木曽には大きく分けて御嶽信仰と木曽駒ケ岳信仰の二つがある。
それぞれは全く性質が異なる。
木曽駒ケ岳信仰
木曽駒ケ岳は地元の農業、養蚕、馬など日々の生活を豊かにする土着の神様として信仰対象となった
開山 下諏訪の行者寂本 宝剣岳に錫杖を奉納(1812年)
発展 尾張犬山 心明行者 駒ケ岳講を組織
駒ケ岳神社神官徳原一学が熱心に布教
1880 ヨハネス グレーテ 治山治水調査で七合目遠見台まで登山
1891 ウオルタ ウエストン 上松から木曽駒ケ岳登頂、伊那に下りる
御嶽信仰
御嶽山は修験道の山として発展した
黒沢口 諏訪氏の流れをくむ武居家が御嶽神社里宮を祀る
王滝口 地元地主滝家が御岳岩戸神社を祀る
1785 尾張の国 行者覚明黒沢口から登拝
その後 本山派の江戸修験者 普覚が王滝口を開き関東を中心に御嶽講を組織
江戸時代には、富士講をはじめ各講が禁止されたが、山村代官に取り入り御嶽講を合法化
1873 御嶽教会 御嶽行者下山応助
各神道修派が御嶽教を取り込もうとする中で画策の上御嶽教会を立ち上げ
→ 中央政府(教部省)の管轄の下に運営される公的な神道となる
修験色が強く白衣で水行のうえ登拝
「人を神道に導くには、まず神事を行い無形の神を有形の上に顕し有形の証拠を示す」
→ 神がかり、火渡り、祈祷など
神道分類
神道は大きく以下の通り分類される。

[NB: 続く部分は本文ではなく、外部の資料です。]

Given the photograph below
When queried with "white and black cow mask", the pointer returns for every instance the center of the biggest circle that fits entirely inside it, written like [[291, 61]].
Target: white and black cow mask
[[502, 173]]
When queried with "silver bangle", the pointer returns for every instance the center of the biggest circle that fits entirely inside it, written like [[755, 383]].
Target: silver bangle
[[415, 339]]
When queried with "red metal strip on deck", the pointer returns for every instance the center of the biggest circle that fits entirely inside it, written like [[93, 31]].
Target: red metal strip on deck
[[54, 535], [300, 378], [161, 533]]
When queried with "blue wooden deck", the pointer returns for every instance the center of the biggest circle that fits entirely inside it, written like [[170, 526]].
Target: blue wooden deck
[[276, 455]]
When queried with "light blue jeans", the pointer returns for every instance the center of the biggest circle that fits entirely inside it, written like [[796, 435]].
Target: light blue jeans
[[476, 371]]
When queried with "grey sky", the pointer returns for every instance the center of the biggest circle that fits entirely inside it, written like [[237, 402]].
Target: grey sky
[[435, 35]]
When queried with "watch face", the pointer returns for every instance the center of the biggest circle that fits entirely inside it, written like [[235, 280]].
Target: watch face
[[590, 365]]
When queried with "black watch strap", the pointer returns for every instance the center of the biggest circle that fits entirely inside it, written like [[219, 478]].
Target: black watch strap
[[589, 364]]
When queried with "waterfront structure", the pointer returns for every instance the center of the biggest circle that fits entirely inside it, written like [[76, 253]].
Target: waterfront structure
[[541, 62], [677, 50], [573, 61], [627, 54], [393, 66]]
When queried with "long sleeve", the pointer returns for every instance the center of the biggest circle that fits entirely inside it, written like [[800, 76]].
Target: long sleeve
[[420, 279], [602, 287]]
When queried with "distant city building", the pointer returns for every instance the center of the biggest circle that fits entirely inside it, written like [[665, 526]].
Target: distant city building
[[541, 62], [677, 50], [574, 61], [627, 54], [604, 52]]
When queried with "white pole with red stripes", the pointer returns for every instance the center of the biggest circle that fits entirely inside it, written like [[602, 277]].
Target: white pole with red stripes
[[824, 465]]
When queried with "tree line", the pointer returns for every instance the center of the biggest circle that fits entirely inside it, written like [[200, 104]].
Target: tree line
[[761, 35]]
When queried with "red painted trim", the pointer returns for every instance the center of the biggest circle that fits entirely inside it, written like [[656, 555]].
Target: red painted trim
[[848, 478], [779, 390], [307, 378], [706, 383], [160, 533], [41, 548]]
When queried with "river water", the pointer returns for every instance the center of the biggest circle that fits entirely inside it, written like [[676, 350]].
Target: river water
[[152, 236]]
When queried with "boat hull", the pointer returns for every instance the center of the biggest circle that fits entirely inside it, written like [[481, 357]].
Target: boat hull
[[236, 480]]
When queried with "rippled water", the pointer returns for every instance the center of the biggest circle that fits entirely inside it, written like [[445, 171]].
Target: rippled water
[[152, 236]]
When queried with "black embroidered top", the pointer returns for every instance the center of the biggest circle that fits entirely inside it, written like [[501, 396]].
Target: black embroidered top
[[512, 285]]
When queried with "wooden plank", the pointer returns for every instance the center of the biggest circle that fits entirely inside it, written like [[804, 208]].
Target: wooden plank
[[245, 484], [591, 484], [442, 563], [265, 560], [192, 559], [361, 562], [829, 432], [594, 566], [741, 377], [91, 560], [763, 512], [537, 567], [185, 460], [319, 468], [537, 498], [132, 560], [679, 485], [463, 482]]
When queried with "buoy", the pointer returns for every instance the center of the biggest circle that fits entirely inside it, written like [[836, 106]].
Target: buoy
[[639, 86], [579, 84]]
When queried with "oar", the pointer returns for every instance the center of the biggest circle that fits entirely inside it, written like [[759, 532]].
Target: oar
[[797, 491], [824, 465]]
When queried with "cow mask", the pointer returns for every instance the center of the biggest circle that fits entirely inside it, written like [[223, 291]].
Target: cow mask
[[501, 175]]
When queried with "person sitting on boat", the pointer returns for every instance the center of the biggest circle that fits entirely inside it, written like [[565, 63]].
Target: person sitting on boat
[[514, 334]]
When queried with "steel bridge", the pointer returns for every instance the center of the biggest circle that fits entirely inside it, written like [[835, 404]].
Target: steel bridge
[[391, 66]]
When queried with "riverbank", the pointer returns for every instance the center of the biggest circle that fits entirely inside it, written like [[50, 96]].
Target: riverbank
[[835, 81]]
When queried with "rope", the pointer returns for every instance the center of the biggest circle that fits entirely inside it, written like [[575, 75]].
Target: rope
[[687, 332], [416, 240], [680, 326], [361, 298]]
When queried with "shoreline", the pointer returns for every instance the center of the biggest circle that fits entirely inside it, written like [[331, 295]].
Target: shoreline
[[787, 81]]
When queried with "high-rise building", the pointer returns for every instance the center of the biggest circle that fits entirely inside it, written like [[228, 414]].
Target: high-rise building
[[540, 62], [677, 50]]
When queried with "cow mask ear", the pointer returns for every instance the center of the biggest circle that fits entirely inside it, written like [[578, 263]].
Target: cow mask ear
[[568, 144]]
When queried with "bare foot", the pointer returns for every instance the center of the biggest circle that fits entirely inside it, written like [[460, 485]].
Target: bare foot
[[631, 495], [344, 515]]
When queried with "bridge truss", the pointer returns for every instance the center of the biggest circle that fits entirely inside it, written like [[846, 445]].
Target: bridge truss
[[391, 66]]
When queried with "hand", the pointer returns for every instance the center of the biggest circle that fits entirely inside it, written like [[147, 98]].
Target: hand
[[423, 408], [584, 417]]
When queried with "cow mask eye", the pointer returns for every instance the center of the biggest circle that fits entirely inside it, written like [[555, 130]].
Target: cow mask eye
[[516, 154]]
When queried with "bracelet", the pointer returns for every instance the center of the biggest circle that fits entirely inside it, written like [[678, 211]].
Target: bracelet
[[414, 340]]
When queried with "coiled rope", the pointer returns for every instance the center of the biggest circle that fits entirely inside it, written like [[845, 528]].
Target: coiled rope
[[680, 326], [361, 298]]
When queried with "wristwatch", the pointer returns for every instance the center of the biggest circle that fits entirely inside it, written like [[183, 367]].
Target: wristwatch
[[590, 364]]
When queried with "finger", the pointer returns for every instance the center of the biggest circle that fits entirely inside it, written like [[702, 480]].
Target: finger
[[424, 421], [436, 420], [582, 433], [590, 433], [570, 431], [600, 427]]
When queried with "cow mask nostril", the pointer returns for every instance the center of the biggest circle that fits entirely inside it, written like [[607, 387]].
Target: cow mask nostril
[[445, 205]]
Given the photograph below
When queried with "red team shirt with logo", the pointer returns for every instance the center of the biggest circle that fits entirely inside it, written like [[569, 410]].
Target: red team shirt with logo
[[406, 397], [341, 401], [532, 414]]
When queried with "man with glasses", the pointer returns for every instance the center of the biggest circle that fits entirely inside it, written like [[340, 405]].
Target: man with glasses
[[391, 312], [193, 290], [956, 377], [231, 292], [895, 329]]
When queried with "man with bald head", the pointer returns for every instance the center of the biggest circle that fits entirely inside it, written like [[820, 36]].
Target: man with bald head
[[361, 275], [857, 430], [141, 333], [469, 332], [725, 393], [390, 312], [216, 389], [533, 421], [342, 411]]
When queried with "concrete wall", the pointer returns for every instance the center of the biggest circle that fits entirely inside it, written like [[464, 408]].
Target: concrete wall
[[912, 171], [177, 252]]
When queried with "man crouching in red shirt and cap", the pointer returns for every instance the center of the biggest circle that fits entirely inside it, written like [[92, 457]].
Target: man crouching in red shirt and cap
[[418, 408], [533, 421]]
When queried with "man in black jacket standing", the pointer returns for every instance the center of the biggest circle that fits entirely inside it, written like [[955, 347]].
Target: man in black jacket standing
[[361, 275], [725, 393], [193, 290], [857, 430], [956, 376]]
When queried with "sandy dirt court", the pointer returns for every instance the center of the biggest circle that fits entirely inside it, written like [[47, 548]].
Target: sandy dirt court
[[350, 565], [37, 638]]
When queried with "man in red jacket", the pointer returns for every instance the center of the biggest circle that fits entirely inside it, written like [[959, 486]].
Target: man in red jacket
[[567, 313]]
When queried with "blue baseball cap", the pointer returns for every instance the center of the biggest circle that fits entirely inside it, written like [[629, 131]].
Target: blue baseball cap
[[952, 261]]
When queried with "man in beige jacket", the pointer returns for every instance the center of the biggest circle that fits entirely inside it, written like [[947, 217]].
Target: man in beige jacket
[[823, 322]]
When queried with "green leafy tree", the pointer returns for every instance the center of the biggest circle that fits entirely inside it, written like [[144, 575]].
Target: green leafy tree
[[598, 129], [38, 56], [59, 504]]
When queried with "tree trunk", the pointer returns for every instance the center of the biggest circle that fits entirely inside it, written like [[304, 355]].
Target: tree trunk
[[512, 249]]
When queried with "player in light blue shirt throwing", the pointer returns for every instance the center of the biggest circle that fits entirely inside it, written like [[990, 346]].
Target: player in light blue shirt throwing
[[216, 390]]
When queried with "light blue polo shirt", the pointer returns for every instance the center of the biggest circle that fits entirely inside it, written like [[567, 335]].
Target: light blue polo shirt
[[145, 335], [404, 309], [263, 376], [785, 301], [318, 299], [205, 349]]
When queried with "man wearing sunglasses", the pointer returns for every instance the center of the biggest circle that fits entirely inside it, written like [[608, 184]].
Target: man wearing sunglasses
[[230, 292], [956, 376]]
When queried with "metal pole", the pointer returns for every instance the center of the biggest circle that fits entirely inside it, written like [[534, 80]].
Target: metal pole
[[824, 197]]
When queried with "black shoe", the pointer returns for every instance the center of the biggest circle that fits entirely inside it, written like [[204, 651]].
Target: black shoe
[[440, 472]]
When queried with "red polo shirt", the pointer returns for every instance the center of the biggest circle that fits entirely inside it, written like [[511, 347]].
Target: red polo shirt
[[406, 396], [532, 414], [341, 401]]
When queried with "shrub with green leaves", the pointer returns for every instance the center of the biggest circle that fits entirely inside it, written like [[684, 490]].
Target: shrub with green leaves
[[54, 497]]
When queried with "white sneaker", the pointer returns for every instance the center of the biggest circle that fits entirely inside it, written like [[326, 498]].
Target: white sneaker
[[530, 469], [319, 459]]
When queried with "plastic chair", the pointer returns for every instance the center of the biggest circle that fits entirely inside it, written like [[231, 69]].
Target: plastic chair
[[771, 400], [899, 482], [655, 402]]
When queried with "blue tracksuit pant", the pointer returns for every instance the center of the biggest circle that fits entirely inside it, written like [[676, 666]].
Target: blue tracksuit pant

御嶽は修験・禊の山として山岳信仰の対象である一方、木曽駒ケ岳は地元の神社を中心とした民衆宗教に分類ができる。
① 神道行政系
神宮教、出雲大社教、旧大教院教導員らが組織した神道
② 惟神(かんながら)系(神道イデオローグ)
大成教、神道修成派、神理教、神習教
③ 富士・御嶽の山岳信仰系
扶桑教、實行教、御嶽教
④ 民衆宗教
黒住教、天理教、金光教、禊教(みそぎ)
考察
ウォルター・ウェストンが登ったルートとして上松口がブームになったと思われる。しかし昭和42年に駒ケ岳ロープウエイが開業したことで状況は一変、衰退の道をたどった。